Some tips on what to look for in supplemental insurance for Medicare.
When a senior becomes eligible for Medicare, learning what it covers should be a priority, because out-of-pocket expenses become your responsibility. Medicare Part A and B will cover 80% of federally approved costs of hospital and general care. This leaves you with the 20% that is not covered. This “gap” is the real cost of your insurance.
Supplemental Insurance for Medicare plans, or Medigap Plans, can help to pay for the expenses not covered by Medicare. The cost will alter your budget, but for some people with long-term illness, can also be helpful. The important thing to remember is this, most basic policies will cover Part A and B preventive services and the first three units of blood, if needed. More services will cost you higher premiums.
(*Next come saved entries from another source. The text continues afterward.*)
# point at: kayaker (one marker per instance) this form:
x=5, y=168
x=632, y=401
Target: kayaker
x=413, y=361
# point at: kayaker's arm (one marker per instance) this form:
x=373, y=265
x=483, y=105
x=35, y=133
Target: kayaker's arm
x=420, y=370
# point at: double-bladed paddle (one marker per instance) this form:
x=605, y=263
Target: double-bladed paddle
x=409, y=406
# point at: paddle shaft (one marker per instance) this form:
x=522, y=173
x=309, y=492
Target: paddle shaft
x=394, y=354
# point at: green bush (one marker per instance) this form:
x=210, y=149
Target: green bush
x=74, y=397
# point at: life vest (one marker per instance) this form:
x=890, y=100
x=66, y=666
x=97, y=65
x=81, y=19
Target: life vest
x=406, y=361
Buying your Supplemental Insurance for Medicare policy during the “open enrollment” period, the first 6 months after you initially get Medicare, will save you money because you can avoid medical underwriting for a pre-existing condition. Additionally, premiums are based on one of three criteria, Community-Rated, Issue-Age-Rated or Attain-Age-Rated.
In this plan, the insurance company charges everyone the same rate in their particular pool or area, regardless of age. This is a good plan because it offers consistency and it is predictable.
In this plan, your premiums are based on your age when you bought the policy. The cost of the plan will stay the same as you get older, adjusted for inflation.
This plan offers lower rates when purchased when you are younger, but adjusts as you age, becoming more expensive. The important thing to remember is to research first, then purchase that policy.